Esto es bueno y malo: bueno, porque se elimina un hecho gravado (uno de los más evadidos de la Ley), lo que significa menor administración contable y tributaria, pero no necesariamente pagar menos impuestos, por las deducciones con que cuenta.

Lo malo es que se elimina un beneficio del cual el inversionista inmobiliario se estaba enterando: la devolución del IVA que se le había añadido al precio de la compraventa del inmueble.

Se establece un impuesto al patrimonio (que incluye los bienes raíces)

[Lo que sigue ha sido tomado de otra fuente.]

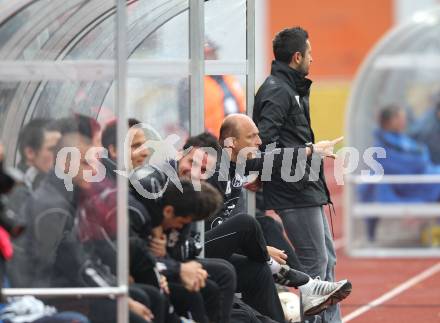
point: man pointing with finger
(282, 115)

Lo anterior resulta curioso e incluso de mal gusto frente a principios básicos y fundamentales del Derecho Tributario, por cuanto ya existen impuestos patrimoniales sobre muchos bienes: la Ley de Impuesto Territorial establece 4 impuestos sobre inmuebles, la Ley 21.420 lo hace sobre muebles.

La fiscalización que se viene

Hemos afirmado que desde el año 2010 el negocio inmobiliario ha perdido muchos de sus beneficios. La propuesta del gobierno es un golpe durísimo que sigue en la misma línea. En esta etapa, con un Director de Impuestos Internos con un perfil de cobro y un gobierno más dispuesto a recaudar que incentivar la inversión, capaz incluso de castigar el ahorro, no debería sorprendernos que comenzara un plan de fiscalización que apunte a los inversionistas inmobiliarios.

Por lo anterior es altamente recomendable estar desde ya preparados para este escenario, lo cual se traduce en 2 opciones: 1) Ser un riguroso contribuyente del impuesto global complementario o 2) constituirse como empresario individual.